И на катере, неумолимо и невозвратимо увозящем теперь меня, передо мной неотступно светились и застилали и берег, и море печалящиеся прощанием глаза юной моей Наяды, оставшейся «на сохранении» под неустанным приглядом Зои Гавриловны, только с месяц назад уже предотвратившей преждевременные роды нашего первенца Ванюшки (но мы рады были бы и дочери, которую ещё до возникновения моды, вскоре наметившейся из-за песни «Хмуриться не надо, Лада», назвали бы Ладушкой, а из-за песни передумали, как-то подрастерялись и не определились), и от первых увиденных слёз жены за менее чем годичный её и мой собственный нажитый семейный стаж у меня всё ещё было солоно на губах, ведь по-прежнему морские брызги до меня на палубе не долетали. Надежда что-то почувствовала, пришла домой якобы за книгой, и мне не потребовалось забегать для прощания ещё и в больницу. А теперь плакала без стеснения, что, вообще было ей по стойкому, даже суровому, почти мужскому характеру совершенно несвойственно.

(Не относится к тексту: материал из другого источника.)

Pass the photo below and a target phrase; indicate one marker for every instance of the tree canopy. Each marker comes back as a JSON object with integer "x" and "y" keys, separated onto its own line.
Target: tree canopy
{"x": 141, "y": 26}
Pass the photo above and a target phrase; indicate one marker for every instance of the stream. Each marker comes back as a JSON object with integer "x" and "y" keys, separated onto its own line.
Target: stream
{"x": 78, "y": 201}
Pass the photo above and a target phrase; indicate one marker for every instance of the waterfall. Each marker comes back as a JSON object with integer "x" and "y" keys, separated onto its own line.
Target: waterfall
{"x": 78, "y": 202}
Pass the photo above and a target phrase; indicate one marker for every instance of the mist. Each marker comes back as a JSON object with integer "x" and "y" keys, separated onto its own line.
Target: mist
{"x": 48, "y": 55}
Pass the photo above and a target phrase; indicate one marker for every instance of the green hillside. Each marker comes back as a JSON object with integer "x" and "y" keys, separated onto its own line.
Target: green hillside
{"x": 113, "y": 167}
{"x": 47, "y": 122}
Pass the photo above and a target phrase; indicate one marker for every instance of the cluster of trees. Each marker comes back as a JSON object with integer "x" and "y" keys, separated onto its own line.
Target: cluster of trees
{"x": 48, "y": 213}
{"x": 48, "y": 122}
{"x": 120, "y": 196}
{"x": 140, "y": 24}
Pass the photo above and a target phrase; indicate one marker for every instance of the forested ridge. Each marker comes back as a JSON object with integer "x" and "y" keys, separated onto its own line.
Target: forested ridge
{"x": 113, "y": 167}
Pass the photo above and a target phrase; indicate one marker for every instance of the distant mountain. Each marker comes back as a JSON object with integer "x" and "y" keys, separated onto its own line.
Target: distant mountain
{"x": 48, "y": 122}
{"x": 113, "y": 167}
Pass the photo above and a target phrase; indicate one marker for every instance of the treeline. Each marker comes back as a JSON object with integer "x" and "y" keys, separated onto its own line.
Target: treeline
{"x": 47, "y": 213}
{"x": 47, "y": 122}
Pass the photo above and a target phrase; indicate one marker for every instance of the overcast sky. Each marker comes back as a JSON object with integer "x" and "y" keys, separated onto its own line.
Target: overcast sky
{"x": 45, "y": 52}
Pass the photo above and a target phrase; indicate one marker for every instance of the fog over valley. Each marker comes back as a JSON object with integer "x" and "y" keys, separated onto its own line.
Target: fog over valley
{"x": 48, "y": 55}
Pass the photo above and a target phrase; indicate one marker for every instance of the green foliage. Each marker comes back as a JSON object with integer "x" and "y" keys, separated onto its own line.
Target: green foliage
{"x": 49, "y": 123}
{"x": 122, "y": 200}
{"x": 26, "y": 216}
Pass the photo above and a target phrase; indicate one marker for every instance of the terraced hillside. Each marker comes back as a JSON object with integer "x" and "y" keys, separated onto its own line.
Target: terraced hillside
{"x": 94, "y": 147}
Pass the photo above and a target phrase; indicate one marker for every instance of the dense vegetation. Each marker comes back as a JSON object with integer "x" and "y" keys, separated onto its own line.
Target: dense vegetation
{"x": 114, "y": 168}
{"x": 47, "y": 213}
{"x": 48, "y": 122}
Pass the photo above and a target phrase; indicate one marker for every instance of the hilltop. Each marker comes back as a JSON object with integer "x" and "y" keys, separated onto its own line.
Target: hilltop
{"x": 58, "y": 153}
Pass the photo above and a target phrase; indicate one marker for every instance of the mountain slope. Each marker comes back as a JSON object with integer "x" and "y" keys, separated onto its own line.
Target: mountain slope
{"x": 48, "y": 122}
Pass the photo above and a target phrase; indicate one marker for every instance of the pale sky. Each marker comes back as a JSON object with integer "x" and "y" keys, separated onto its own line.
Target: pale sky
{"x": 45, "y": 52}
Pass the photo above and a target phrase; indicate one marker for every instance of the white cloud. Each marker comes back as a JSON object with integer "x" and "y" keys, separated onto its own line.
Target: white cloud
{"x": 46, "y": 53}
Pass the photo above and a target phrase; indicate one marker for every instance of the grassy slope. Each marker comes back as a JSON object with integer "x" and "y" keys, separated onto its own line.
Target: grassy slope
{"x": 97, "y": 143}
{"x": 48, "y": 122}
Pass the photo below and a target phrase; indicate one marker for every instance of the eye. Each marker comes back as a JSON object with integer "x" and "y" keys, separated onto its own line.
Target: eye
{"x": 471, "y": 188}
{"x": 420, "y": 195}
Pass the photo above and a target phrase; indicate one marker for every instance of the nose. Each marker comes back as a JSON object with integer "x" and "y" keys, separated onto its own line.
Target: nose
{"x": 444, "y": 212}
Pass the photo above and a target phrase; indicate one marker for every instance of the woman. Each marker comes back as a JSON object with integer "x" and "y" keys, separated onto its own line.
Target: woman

К моему удивлению, плакала совершенно беззвучно, может быть, как раз от неумения плакать со вкусом, и слабо обнимала меня, прижимаясь огромным животищем, поражающим меня своими размерами и формой. Живот распирал на ней тёплый байковый халат и жил какой-то самостоятельной, своей собственной «животной» жизнью, то и дело ставя нас в затруднительные положения и, наконец, окончательно запретив совместный отъезд на Урал. Светлая пуховая шаль укрывала жене плечи и удобно для её рук была завязана узлом под грудью, и именно этот дурацкий узел тоже мешал ей обнять меня.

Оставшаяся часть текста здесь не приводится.